CyCIF reveals ITH of HER2+ breast cancer

Tumors with high HER2 ITH have been shown to be more resistant to HER2-targeted therapy, and recent data from clinical trials have implicated HER2 ITH in determining clinical outcome30. We evaluated HER2 expression in individual cells in tissue samples from 77 unique patients (triplicate cores; n = 231, from the cohort that was clinically defined as HER2+ and had at least 500 cells pooled from the triplicate cores) by association with recurrence data obtained from clinical records. The interpatient variation of HER2 expression as measured by the coefficient of variation in single cells revealed that higher heterogeneity in individual patients correlated with recurrence, as expected (Fig. 6a). The mean intensity expression of HER2 did not correlate with recurrence, nor did expression of Ki67, both measured by CyCIF, indicating that using single parameters of expression may not be sufficient in evaluating the tumor due the complexity of tumor heterogeneity (Fig. 6b).

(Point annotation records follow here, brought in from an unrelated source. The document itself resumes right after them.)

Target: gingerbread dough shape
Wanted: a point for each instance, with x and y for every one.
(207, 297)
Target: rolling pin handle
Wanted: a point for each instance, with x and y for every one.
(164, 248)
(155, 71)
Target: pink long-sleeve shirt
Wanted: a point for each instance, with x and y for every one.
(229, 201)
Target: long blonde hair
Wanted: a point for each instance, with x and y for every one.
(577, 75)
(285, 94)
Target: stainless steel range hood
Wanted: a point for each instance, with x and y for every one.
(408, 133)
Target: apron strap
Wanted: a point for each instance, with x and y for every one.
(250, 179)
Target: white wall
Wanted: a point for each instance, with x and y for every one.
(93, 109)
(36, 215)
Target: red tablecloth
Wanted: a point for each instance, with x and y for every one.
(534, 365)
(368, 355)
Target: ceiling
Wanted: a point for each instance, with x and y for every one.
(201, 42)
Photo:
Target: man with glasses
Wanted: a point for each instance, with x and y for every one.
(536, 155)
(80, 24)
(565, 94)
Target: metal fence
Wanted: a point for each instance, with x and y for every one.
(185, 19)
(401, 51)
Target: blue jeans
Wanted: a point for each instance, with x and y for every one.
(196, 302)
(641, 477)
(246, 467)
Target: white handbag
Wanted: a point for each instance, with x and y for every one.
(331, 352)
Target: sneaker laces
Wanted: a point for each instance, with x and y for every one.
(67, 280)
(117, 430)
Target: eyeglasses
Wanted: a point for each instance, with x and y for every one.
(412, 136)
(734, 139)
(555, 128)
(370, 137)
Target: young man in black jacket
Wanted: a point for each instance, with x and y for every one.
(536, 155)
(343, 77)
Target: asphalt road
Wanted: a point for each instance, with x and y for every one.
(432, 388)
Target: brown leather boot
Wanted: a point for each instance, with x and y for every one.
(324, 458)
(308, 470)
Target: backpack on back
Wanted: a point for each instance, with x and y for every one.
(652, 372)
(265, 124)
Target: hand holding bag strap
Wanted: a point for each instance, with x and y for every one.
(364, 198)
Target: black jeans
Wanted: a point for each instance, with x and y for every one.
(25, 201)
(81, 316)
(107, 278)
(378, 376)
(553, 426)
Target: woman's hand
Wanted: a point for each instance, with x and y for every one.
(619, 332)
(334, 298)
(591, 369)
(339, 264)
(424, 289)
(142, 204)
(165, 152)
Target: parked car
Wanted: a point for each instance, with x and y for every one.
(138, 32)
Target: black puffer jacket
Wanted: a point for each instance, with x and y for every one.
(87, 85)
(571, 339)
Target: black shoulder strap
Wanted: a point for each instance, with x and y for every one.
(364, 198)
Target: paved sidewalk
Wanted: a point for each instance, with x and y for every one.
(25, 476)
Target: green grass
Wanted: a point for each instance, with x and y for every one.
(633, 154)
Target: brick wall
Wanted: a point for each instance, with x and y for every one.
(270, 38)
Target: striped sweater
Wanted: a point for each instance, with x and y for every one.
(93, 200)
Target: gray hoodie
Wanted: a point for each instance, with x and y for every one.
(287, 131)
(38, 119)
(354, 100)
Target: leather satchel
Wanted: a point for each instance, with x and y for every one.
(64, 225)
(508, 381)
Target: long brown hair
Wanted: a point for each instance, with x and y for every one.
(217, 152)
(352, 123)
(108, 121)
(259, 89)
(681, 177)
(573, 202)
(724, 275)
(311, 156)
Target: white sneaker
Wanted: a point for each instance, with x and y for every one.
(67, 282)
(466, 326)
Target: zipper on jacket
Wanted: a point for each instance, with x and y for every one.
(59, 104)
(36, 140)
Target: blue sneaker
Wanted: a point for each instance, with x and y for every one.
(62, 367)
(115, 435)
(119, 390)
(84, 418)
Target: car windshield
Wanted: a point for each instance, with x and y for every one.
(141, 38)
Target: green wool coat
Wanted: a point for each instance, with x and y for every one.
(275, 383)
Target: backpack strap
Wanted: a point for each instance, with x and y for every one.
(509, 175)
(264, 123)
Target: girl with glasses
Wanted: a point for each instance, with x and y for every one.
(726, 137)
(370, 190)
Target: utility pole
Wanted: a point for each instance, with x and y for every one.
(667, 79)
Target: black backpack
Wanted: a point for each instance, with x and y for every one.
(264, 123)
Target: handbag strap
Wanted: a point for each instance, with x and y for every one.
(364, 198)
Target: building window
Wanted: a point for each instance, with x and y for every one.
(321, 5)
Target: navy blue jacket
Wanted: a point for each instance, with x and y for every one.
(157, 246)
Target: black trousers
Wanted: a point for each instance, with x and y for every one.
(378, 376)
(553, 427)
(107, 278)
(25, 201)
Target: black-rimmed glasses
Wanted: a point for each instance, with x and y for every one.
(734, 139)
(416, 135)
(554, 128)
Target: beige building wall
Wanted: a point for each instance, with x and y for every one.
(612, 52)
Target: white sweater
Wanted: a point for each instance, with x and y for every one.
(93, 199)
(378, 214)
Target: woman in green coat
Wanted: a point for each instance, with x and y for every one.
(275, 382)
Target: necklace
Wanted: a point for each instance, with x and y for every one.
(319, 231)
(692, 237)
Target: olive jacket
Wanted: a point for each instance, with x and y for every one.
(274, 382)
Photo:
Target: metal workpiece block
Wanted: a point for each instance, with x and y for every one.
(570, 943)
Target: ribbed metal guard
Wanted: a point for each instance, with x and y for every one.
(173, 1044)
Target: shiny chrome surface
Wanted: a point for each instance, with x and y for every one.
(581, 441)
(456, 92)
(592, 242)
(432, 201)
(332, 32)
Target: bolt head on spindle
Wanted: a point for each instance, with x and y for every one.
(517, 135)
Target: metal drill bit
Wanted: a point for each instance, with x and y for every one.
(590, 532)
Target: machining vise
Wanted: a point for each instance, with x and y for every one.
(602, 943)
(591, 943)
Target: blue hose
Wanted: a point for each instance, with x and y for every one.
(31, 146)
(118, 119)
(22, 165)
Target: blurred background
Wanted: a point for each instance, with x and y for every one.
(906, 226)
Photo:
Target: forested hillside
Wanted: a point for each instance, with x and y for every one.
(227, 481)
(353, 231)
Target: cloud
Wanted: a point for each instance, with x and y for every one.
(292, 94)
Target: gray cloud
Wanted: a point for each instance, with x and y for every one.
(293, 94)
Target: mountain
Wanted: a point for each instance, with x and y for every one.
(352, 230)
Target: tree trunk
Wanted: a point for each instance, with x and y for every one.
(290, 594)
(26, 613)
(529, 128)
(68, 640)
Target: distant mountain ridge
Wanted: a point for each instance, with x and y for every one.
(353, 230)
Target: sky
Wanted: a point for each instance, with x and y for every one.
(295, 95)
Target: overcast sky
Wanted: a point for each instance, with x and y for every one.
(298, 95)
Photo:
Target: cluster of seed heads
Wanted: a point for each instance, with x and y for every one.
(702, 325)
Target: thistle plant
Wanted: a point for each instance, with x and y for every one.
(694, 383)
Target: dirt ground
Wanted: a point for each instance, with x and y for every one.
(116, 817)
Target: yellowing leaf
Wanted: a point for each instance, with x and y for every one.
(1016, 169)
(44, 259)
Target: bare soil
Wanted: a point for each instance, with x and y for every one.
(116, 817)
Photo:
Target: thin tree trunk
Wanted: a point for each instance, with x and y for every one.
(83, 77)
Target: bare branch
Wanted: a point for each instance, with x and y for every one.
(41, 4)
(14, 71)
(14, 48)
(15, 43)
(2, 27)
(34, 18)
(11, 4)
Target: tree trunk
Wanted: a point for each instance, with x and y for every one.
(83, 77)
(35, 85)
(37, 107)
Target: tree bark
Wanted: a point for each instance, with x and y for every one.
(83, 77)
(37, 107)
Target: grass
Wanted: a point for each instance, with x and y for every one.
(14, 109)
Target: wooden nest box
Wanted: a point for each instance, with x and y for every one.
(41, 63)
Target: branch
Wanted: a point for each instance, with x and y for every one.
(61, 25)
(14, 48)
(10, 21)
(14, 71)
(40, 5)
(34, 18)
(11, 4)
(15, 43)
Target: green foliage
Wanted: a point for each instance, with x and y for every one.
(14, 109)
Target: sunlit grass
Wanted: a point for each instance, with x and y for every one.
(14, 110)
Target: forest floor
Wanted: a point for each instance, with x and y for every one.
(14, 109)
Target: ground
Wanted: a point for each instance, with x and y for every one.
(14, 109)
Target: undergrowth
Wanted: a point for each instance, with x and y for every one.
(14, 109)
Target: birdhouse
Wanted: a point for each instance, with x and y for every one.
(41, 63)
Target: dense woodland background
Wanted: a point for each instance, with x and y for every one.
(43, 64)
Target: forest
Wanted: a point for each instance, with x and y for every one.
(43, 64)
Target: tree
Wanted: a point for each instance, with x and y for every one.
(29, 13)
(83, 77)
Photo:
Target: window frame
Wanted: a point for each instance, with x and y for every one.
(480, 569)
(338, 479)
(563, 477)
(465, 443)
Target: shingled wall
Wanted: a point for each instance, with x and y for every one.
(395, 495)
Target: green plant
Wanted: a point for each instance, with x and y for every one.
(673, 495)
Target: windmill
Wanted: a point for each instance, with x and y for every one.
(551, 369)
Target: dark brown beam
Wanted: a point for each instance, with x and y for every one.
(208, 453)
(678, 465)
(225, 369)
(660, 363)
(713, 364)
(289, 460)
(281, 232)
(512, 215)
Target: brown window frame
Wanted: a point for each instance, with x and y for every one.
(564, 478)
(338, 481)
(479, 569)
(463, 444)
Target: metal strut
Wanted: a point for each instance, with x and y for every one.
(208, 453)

Fig. 6: HER2 Heterogeneity scores derived from clustering analysis reveal correlation to clinical outcome.
figure 6

Following the selection of qualified ER, PR, HER2, AR, and p53 CyCIF antibodies, the expression of selected antibodies was evaluated at a single-cell level in 567 HER2+ invasive breast cancer samples, representing 189 patients. Tissues from HER2+ patients (n = 77) in which there were at least 500 cells pooled from the triplicate cores were used for ITH analysis. a HER2 expression was analyzed in single cells, and the coefficient of variation (C.V.) among patients was plotted (y axis) by recurrence status. b HER2 and Ki67 mean intensity expression measured by CyCIF. c Distribution of cells across all clusters (blue) and HER2 core number 113 (orange) and d representative tumor with low (HER2-5 and HER2-161) and high (HER2-164 and HER2-170) heterogeneity. e HER2 heterogeneity scores were generated by identifying cells from each tissue mapped to the entire t-SNE. A larger boundary corresponds with higher diversity. f Samples that have equal distribution of each cluster have high heterogeneity and are diamond-shaped in the boundary mapping. g GMM and t-SNE scores reveal an association with recurrence. h Patients treated with Trastuzumab were removed from the GMM and t-SNE score analysis.

It is unknown how the complexity of the tumor as a whole influences ITH and clinical outcome. Therefore, we then sought to characterize the ITH of HER2+ tumors beyond the expression of HER2 using the same 77 patients with triplicate cores. To do this, we developed two metrics to score the ITH of cell types, which we derived from (i) the GMM clusters and (ii) t-SNE representations of the CyCIF data. The GMM score is a population-level estimation of the heterogeneity of cell-type composition. Clustering all single cells from the cohort into 7 different subpopulations using GMM (Fig. 6c, d) allowed us to determine the GMM score for each sample, which reflects how the cell-type composition of the sample differs from the cell-type composition of the entire cohort. In the HER2 enriched cohort, the 7 clusters contained between 7–20% of the cells (Figs. 5c and 6d, blue bar). We observed that individual patient samples were enriched for cells derived from some clusters more than others. For example, the distribution of cells from core HER2-113 across the 7 GMM clusters is shown in Fig. 6c, orange bars, and reveals over-representation of Cluster 3 in that tumor, whereas other samples comprised a more even distribution of clusters and therefore had a more heterogenous composition (e.g., HER2-164 and HER2-70; Fig. 6d). HER2-5 and HER2-161 are more enriched in a single cluster, therefore, less heterogeneous (Fig. 6d). To visualize the composition of the samples, we generated glyph plots (Fig. 6e) and calculated the Euclidean distance from the mean distribution of all samples (see methods) to generate GMM scores. A high GMM score represents low heterogeneity, while a low GMM score represents heterogenous cell compositions (Supplementary Table 1). Next, we generated t-SNE scores which are derived directly from the single-cell data in high-dimensional space (Fig. 6f). Unlike the GMM score, the t-SNE score is not based on separating cells into different clusters, instead it uses the distance and spread of each single-cell in t-SNE space. A wider distribution of single cells for any given sample in t-SNE space represents tumors with high ITH, while tumors with low ITH have a more localized distribution (Fig. 6f).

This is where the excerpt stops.